One final graphic: how does the probability that the Republican candidate wins relate to their share of the vote in the polls? Here’s a visual description.
The horizontal axis is the Republican candidate’s share in the polls in the last week of the campaign. The vertical axis is the probability that they’ll win. The blue line describes the relationship between the two. Notice how their odds of winning are essentially zero if their support is below 37.5%, and quickly rise after that point. If you’re having trouble reading the graph, just pick a point on the bottom describing the Republican’s share in the polls, and let your eyes move upwards until they hit the blue line. That’s the probability the Republican wins given they have that share of the vote in the polls. Finally, the dots are actual race outcomes: a dot appears on the bottom as a blue dot if the Democrat won and on the top as a red dot if the Republican won.
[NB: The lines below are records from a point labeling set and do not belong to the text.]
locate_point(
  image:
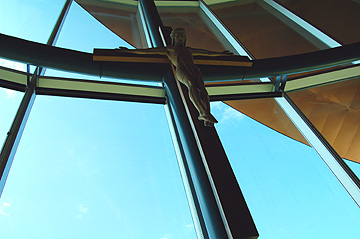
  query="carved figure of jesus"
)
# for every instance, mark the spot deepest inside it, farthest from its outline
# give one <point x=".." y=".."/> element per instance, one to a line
<point x="186" y="71"/>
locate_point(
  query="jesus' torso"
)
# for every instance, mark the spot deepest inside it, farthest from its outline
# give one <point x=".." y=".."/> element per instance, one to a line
<point x="181" y="58"/>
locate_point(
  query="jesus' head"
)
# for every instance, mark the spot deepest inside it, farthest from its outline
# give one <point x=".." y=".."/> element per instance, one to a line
<point x="178" y="36"/>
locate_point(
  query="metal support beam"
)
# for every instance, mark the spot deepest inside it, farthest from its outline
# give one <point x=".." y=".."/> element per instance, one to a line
<point x="14" y="135"/>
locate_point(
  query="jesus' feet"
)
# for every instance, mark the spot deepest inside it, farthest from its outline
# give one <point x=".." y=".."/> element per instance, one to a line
<point x="208" y="119"/>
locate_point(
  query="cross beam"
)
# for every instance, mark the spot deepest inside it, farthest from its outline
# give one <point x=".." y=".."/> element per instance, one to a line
<point x="116" y="56"/>
<point x="220" y="205"/>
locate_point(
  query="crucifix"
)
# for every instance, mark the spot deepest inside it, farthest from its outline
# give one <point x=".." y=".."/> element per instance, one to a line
<point x="221" y="208"/>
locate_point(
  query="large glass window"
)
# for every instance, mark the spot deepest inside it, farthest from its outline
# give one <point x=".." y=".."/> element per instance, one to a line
<point x="90" y="169"/>
<point x="289" y="190"/>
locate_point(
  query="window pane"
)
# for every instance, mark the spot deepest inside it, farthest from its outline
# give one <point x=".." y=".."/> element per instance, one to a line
<point x="32" y="20"/>
<point x="289" y="190"/>
<point x="82" y="32"/>
<point x="95" y="169"/>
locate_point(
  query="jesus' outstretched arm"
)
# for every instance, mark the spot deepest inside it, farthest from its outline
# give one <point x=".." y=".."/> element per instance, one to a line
<point x="202" y="52"/>
<point x="145" y="51"/>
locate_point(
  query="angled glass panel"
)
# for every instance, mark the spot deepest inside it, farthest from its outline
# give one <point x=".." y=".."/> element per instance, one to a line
<point x="30" y="20"/>
<point x="332" y="17"/>
<point x="259" y="31"/>
<point x="120" y="16"/>
<point x="289" y="190"/>
<point x="95" y="169"/>
<point x="354" y="166"/>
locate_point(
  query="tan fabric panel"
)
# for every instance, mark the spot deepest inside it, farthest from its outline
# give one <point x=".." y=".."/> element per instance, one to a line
<point x="269" y="113"/>
<point x="333" y="109"/>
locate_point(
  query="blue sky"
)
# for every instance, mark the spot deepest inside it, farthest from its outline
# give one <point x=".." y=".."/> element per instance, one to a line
<point x="106" y="169"/>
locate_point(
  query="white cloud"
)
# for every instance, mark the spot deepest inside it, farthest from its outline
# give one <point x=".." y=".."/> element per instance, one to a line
<point x="189" y="225"/>
<point x="82" y="210"/>
<point x="2" y="208"/>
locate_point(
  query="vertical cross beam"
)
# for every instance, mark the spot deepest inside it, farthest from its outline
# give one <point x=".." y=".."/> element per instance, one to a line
<point x="222" y="207"/>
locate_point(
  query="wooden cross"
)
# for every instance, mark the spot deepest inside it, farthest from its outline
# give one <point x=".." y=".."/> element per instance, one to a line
<point x="221" y="207"/>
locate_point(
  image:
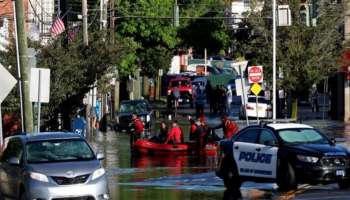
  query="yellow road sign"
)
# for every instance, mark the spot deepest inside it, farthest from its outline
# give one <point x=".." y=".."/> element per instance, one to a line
<point x="256" y="89"/>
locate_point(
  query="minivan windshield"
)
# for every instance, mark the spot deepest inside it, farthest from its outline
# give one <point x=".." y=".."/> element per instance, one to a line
<point x="51" y="151"/>
<point x="183" y="83"/>
<point x="302" y="136"/>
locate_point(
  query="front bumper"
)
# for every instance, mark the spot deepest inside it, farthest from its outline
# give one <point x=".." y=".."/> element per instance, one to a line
<point x="321" y="174"/>
<point x="91" y="190"/>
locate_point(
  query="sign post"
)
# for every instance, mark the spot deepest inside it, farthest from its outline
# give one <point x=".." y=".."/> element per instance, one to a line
<point x="256" y="89"/>
<point x="255" y="76"/>
<point x="39" y="89"/>
<point x="7" y="83"/>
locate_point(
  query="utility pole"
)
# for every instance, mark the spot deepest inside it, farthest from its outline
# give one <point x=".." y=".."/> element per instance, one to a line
<point x="112" y="20"/>
<point x="86" y="43"/>
<point x="176" y="14"/>
<point x="274" y="96"/>
<point x="23" y="61"/>
<point x="112" y="39"/>
<point x="85" y="33"/>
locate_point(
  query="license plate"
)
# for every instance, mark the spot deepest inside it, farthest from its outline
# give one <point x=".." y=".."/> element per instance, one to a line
<point x="340" y="173"/>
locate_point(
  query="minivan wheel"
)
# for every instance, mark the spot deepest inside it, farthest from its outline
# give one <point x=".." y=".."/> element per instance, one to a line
<point x="23" y="196"/>
<point x="344" y="184"/>
<point x="287" y="179"/>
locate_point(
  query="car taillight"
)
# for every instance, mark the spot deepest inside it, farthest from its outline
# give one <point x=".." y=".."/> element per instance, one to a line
<point x="249" y="107"/>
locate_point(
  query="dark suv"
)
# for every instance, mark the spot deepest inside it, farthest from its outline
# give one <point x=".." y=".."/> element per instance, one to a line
<point x="284" y="153"/>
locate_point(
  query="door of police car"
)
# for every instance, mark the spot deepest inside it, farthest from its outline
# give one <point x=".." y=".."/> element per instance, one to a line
<point x="255" y="153"/>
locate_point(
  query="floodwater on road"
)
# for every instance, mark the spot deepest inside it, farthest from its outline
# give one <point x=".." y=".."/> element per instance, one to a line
<point x="192" y="177"/>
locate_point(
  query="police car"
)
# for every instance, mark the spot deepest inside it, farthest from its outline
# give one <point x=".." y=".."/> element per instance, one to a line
<point x="284" y="153"/>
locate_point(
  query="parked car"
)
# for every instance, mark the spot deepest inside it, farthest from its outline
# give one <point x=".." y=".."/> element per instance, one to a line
<point x="262" y="110"/>
<point x="284" y="153"/>
<point x="184" y="85"/>
<point x="51" y="166"/>
<point x="141" y="107"/>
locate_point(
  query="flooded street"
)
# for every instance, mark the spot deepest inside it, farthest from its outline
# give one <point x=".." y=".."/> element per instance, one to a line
<point x="193" y="177"/>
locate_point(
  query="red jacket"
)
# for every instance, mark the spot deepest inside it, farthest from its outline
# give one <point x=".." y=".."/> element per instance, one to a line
<point x="139" y="128"/>
<point x="175" y="135"/>
<point x="230" y="129"/>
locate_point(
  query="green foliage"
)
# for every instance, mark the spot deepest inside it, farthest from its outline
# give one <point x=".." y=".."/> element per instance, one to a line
<point x="75" y="68"/>
<point x="208" y="30"/>
<point x="305" y="54"/>
<point x="149" y="23"/>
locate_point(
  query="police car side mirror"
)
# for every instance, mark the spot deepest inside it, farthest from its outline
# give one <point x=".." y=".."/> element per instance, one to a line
<point x="272" y="143"/>
<point x="333" y="140"/>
Now, the difference between Claude and I is that Claude is only smart enough to generate that probit model and graphic, while I have a Big Brain, so I know that what you really want to use is the Republican’s lead in the polls, not their share. There’s a difference between having 45% of the vote while the Democrat has 40% and having 45% of the vote while the Democrat has 50%. So, here’s a graph of such a probit model:
Beautiful. In our sample, the model estimates that the probability a Republican wins a Senate race given that the polls are tied is exactly 50%. In a previous version I got 44.9%, and as it turns out this was caused by a weird outlier case where a Republican seemed to have lost despite a > 20 point lead in the polls. This was the Maine 2024 US Senate race, which had been webscraped incorrectly due to the presence of 4 candidates. I was under the incorrect impression that Alaska was the only state with this problem, but it seems the Pine Tree State has to be a huge pine in my ass sometimes.
There are many further improvements to be made, but the story is clear: Republicans are very likely to keep the Senate next year, and Claude can make some pretty nice graphs.
Apparently disability rights groups were really upset when Ben Stiller depicted this character in Tropic Thunder, even though it was a jab at how actors were willing to do anything (including horrendous depictions of disabled people) to win an award. Have I mentioned that I’m not always a fan of disability rights advocates?
This part of the model is more art than science as things stand, but I’m working on it.